GDPR Compliance
We respect your privacy and are committed to protecting your personal data. This page explains how Grad Incubator aligns with GDPR principles and how you can exercise your rights.
Last updated: Feb 10, 2026
Our approach to data protection
We process personal data in line with GDPR principles such as lawfulness, fairness, transparency, data minimization, accuracy, storage limitation, integrity, and confidentiality.
Why we process data
- Consent (e.g., optional newsletters).
- Contract (e.g., delivering services you request).
- Legitimate interests (e.g., improving the platform, security).
- Legal obligations where applicable.
How long we keep data
We retain personal data only as long as needed for the purposes described, including providing the service, meeting legal requirements, resolving disputes, and enforcing our agreements. When data is no longer needed, we delete or anonymize it.

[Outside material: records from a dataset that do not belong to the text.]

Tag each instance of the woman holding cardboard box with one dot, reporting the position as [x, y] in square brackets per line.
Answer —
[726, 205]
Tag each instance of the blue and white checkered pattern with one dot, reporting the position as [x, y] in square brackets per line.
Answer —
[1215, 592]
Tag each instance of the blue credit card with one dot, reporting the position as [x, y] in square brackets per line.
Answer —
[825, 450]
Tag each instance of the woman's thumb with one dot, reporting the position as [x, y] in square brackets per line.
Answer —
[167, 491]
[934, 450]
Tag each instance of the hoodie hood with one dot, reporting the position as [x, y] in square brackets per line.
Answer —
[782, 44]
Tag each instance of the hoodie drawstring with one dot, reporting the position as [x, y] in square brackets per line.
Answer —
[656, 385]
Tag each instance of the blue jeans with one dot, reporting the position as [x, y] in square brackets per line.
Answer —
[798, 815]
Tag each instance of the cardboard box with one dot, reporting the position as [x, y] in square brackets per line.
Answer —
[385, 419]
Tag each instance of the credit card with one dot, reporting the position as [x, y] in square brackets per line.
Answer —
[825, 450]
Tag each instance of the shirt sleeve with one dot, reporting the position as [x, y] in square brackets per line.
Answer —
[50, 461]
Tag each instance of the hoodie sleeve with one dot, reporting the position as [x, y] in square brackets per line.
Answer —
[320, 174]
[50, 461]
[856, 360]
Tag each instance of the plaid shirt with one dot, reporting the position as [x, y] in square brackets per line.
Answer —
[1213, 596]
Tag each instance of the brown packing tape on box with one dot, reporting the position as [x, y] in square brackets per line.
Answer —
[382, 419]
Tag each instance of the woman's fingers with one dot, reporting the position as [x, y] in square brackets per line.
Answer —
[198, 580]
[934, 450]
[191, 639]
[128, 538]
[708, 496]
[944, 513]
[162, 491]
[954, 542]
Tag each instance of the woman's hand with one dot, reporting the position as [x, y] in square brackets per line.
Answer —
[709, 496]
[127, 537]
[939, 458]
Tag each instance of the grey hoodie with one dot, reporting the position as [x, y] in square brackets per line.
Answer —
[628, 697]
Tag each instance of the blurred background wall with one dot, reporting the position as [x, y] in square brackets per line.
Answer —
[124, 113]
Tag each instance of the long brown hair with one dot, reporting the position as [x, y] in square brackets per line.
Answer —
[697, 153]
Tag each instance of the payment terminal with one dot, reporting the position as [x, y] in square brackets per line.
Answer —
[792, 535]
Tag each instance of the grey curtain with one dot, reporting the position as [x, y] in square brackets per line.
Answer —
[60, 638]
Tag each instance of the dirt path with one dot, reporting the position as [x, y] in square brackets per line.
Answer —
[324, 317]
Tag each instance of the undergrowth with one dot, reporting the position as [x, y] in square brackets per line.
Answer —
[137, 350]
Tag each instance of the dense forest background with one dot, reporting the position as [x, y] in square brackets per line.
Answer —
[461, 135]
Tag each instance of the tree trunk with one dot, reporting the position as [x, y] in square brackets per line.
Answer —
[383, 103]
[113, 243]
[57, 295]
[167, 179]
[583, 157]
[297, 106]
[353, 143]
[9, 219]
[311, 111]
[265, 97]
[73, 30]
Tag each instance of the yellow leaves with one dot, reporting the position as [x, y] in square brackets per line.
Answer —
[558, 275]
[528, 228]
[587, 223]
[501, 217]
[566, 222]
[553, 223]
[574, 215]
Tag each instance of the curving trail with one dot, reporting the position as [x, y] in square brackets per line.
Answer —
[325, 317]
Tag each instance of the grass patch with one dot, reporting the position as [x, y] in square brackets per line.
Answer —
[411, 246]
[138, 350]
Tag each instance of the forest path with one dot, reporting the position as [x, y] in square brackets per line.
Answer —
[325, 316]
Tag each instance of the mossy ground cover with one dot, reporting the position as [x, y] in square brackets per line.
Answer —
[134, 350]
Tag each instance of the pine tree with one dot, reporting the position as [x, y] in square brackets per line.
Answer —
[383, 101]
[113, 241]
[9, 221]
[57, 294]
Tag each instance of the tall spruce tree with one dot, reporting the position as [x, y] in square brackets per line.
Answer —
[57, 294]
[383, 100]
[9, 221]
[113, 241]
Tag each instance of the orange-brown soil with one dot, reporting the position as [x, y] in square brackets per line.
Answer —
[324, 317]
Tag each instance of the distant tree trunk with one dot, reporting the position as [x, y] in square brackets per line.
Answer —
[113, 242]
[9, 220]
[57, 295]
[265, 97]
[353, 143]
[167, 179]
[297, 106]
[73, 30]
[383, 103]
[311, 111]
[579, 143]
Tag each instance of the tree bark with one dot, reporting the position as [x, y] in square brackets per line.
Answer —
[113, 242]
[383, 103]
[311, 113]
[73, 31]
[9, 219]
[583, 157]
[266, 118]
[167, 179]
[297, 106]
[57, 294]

What you can request under GDPR
- Access to your personal data.
- Rectification of inaccurate data.
- Erasure ("right to be forgotten") where applicable.
- Restriction of processing in certain cases.
- Data portability for data you provided to us.
- Objection to processing based on legitimate interests.
- Withdraw consent at any time (where processing is based on consent).
- Lodge a complaint with a supervisory authority.
Request steps
Verify identity
To protect your data, we may ask for additional information to verify you.
We respond
We aim to respond within a reasonable timeframe and provide updates if more time is needed.
How we protect data
We use reasonable technical and organizational measures to protect personal data from unauthorized access, alteration, disclosure, or destruction.
If data is transferred internationally, we take steps intended to ensure an adequate level of protection consistent with GDPR requirements.